A patient tells the doctor about his health complaints.
A patient tells the doctor about his health complaints. (AlexRaths / Getty Images/iStockphoto)

It’s hard to argue with President Donald Trump’s frustration that “nobody knew health care could be so complicated.” He’s right: It is complicated and extremely costly — and most of us do not know what our insurance (if we have it) actually covers until it’s too late.

Health care now appears to be so broken that it can’t be fixed. Gridlock feeds cynicism, and cynicism ensures that gridlock continues. Congress can’t, or won’t, solve this problem. But our recently approved Maryland model for hospital payments offers stability and opportunity for the near term. Personal health insurance is, however, more precarious. Many families face absolute financial ruin from ballooning medical costs.


It’s time we started looking elsewhere — in states and municipalities where the voters are still heard — for solutions.

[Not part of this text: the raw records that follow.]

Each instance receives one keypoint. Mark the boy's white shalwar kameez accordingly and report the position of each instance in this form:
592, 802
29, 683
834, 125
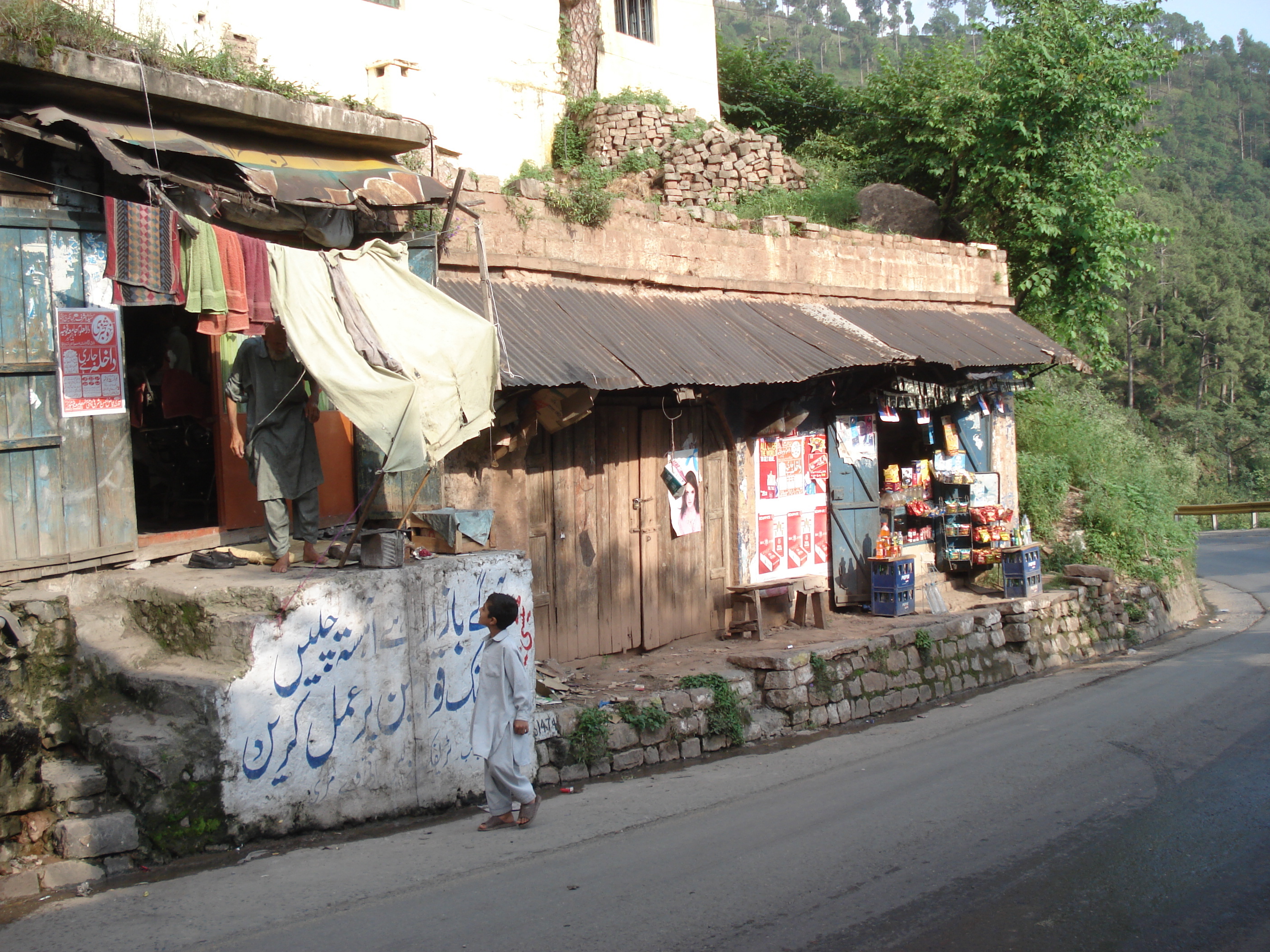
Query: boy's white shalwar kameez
505, 693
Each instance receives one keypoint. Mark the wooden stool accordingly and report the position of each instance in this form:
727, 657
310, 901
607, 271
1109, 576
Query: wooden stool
751, 598
817, 600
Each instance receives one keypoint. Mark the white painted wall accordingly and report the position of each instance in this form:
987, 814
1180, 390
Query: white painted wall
488, 79
680, 61
360, 702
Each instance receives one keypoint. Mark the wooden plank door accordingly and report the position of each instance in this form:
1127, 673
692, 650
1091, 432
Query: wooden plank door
577, 588
717, 493
673, 576
854, 518
617, 527
540, 517
66, 484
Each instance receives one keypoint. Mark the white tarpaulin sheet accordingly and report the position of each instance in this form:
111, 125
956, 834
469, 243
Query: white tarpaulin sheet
450, 355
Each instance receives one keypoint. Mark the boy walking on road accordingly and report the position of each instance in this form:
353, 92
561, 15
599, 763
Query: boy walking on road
501, 721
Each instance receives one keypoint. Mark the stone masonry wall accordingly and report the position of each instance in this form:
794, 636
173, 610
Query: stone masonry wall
822, 686
700, 249
719, 165
59, 825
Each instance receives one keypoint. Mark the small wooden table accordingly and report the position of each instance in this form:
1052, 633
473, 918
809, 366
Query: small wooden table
808, 590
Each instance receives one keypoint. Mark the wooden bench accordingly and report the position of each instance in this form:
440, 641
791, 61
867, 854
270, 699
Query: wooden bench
808, 590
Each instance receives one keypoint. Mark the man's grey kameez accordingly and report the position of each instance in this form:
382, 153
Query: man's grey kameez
281, 445
505, 693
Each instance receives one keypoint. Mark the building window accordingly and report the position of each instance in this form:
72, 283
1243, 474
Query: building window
635, 18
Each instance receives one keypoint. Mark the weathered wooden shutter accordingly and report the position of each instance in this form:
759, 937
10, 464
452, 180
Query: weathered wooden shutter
854, 521
66, 484
538, 492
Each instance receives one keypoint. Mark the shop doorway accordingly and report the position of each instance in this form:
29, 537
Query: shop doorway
610, 570
172, 421
191, 490
854, 506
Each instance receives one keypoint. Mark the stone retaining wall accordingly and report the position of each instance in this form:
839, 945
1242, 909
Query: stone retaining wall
60, 827
719, 165
822, 686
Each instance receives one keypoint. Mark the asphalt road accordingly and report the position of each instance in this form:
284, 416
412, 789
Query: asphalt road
1123, 805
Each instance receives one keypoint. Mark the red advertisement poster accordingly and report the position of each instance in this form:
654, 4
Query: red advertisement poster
768, 469
798, 541
91, 361
790, 466
771, 544
818, 461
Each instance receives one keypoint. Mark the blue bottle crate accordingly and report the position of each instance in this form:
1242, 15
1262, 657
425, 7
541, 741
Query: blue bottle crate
1023, 587
893, 576
894, 604
1022, 564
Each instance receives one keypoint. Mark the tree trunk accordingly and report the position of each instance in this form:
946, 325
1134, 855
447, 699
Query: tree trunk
581, 60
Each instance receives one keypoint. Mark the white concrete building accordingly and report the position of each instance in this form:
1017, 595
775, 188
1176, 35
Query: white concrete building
484, 74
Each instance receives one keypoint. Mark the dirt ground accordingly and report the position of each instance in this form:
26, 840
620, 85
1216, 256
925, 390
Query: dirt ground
626, 676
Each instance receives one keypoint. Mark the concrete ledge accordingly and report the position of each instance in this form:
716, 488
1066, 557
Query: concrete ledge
102, 83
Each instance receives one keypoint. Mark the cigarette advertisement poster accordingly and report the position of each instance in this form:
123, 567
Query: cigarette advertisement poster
793, 532
91, 361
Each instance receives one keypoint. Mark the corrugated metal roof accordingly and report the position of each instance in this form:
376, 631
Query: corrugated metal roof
987, 338
609, 339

Witnessing Thursday's health care bipartisan summit was like throwing two long-isolated tribes into a room and asking them to join forces.

A group of governors — John Hickenlooper, Tom Wolf, Brian Sandoval, John Kasich and Bill Walker; two Democrats, two Republicans and an independent — recently released a strategy, called A Bipartisan Blueprint to Improve Our Nation's Health Care System. And in Maryland, Gov. Hogan and the state’s Democratic legislature worked together to stabilize the health insurance market for individual purchasers. More states, but not all, are taking direct action to address their specific needs. What had become a federal government dispute may find solutions in statehouses. Boundaries are clearer and consumers are willing to show up at a lawmaker’s town hall.

But not everything can be managed by the states. At the national level, the Patient Protection and Affordable Care Act of 2010 (ACA) offered legislative solutions to insurance market failures and unrestrained health care cost increases. The intent was there, but the law was complicated and polarizing. Still, nearly a decade later, the ACA’s resilience continues to confound its opponents. As the law ages and crippling piecemeal changes reverse gains, many of us are wondering what is next.

Booed, jeered and occasionally cheered in a raucous session with the public, a Democratic senator said Monday that other lawmakers can expect the same as they face voters on the divisive issue of overhauling health care.

First, let’s use the lessons of the past. President George H. W. Bush’s Medicare Catastrophic Coverage Act (MCCA) of 1988 also began with serious shortcomings. It met crucial needs — access to outpatient pharmaceuticals and catastrophic coverage to blunt bankruptcy risks — but having higher prices for those with higher incomes was fatally unpopular. Although it passed with overwhelming popularity, one year later it was repealed. Later, President George W. Bush’s Medicare Modernization Act of 2003 (MMA) also included outpatient prescription drugs, but in a more acceptable way than in the earlier law. Despite its flaws, the MMA provided needed benefits. Subsequent improvements gave it a solid footing that helped it avoid what has become the ACA’s troubled legacy. Nobody now campaigns on “repeal and replace” the MMA.

Second, when it comes to reform, the names of things matter. The ACA, formally known as the Patient Protection & Affordable Care Act of 2010, has been permanently branded “Obamacare.” That’s politics for you. It signals a thumbs up/thumbs down positioning on the law — and that’s not helpful, on purpose. Did activists call Medicare and Medicaid “JohnsonCare”? Was the MCCA known as Bushcare I, or the MMA as Bushcare II? Nor should the ACA be called Obamacare since “Obamacare” never existed as actual legislation.

Finally, let’s keep in mind that bipartisanship is how our system works — it’s in our national interest to work inside those lines. I’d like to believe that when it comes to the ACA, we’re well past the “repeal and replace” era. Complete repeal of the law now would destabilize health insurance markets even more and lead to explosive premium increases. We are seeing this with premium hikes for fall 2018. The Medicare Modernization Act of 2003 benefited from the failed Medicare Catastrophic Care Act of 1988 — it retained catastrophic coverage but did not include income-based beneficiary payments. Similarly, the remaining elements of the ACA are a start, but they require constructive additions to make health insurance reliable and affordable.

In 2019, the newly elected Maryland governor and General Assembly need to enact the innovative Health Insurance Down Payment plan. And every gubernatorial candidate should embrace it — by May 18th. That's when we plan to release supporter names.

Although we continue to battle over what is a fair system for all, I’m optimistic that bipartisanship can move us forward. The Blueprint to Improve and other state initiatives are putting the electorate’s needs for quality, affordable insurance above politicians’ needs for short-term political wins.

There are solutions, but they require bipartisan hard work. Even if there are Democratic majorities after the mid-term elections, the best long-term solutions will still be bipartisan.